When I lived in Jamaica, many moons ago, there occurred a bizarre national panic known as "the three-wheeled coffin."
According to a storm of rumours, a black, three-wheeled coffin, with three black crows on top, was moving along Jamaica's roads.
Villages emptied in terror at reports the coffin was nearing. The three-wheeled coffin was never found. The panic subsided.
North Americans and Britons have just experienced their own version of the three-wheeled coffin - a national panic attack called Iraq.
It's becoming increasingly clear the Bush and Blair governments deceived their citizens over Iraq, concocted false information and misled Congress and Parliament.
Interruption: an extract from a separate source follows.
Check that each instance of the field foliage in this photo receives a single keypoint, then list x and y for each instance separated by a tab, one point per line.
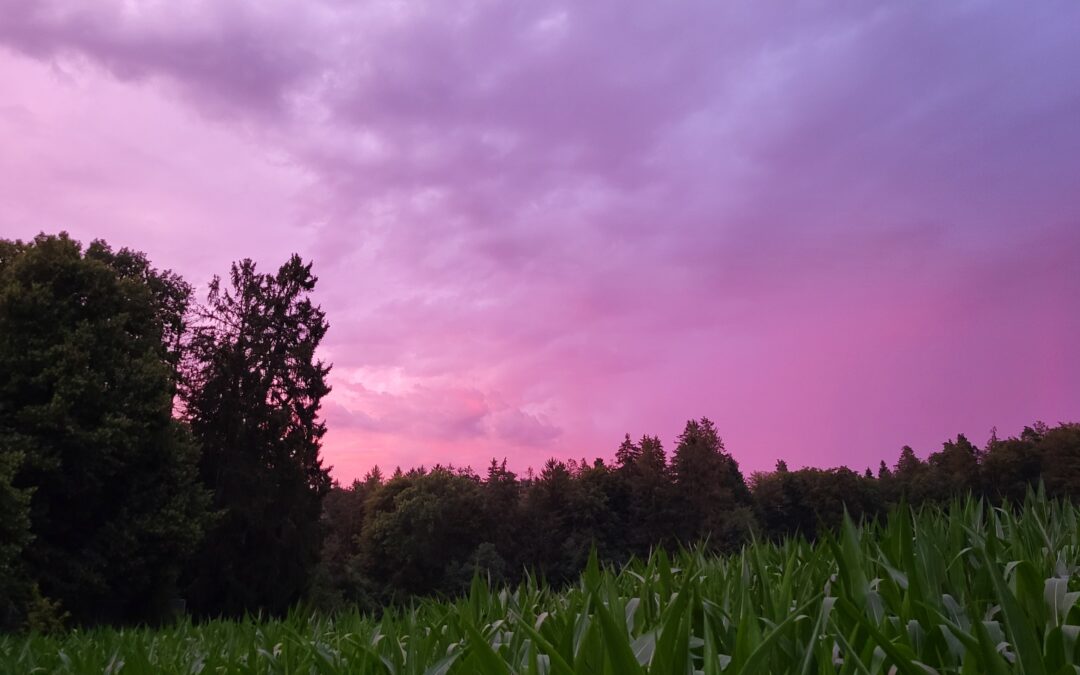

Both administrations face a rising storm of criticism and demands for full-scale inquiries.
This column has been contacted by a number of retired intelligence officers, both individuals and groups, backing up assertions made here two weeks ago that a cabal of neo-conservatives in President George Bush's administration distorted or faked information that formed the basis of claims that Iraq possessed weapons of mass destruction (WMD) that imminently threatened the U.S. and all mankind.
According to MI6 (British intelligence) officers and British press reports, Tony Blair's government was fed this same tainted information and even sent orders to MI6 to make it "sexier."
Former British foreign secretary Robin Cook, who resigned to protest the Bush-Blair war on Iraq, calls the intelligence reports used to justify the aggression "wrong" and "forged."
President Bush cited a crudely forged document about uranium sales from Niger to Iraq in his state of the union address.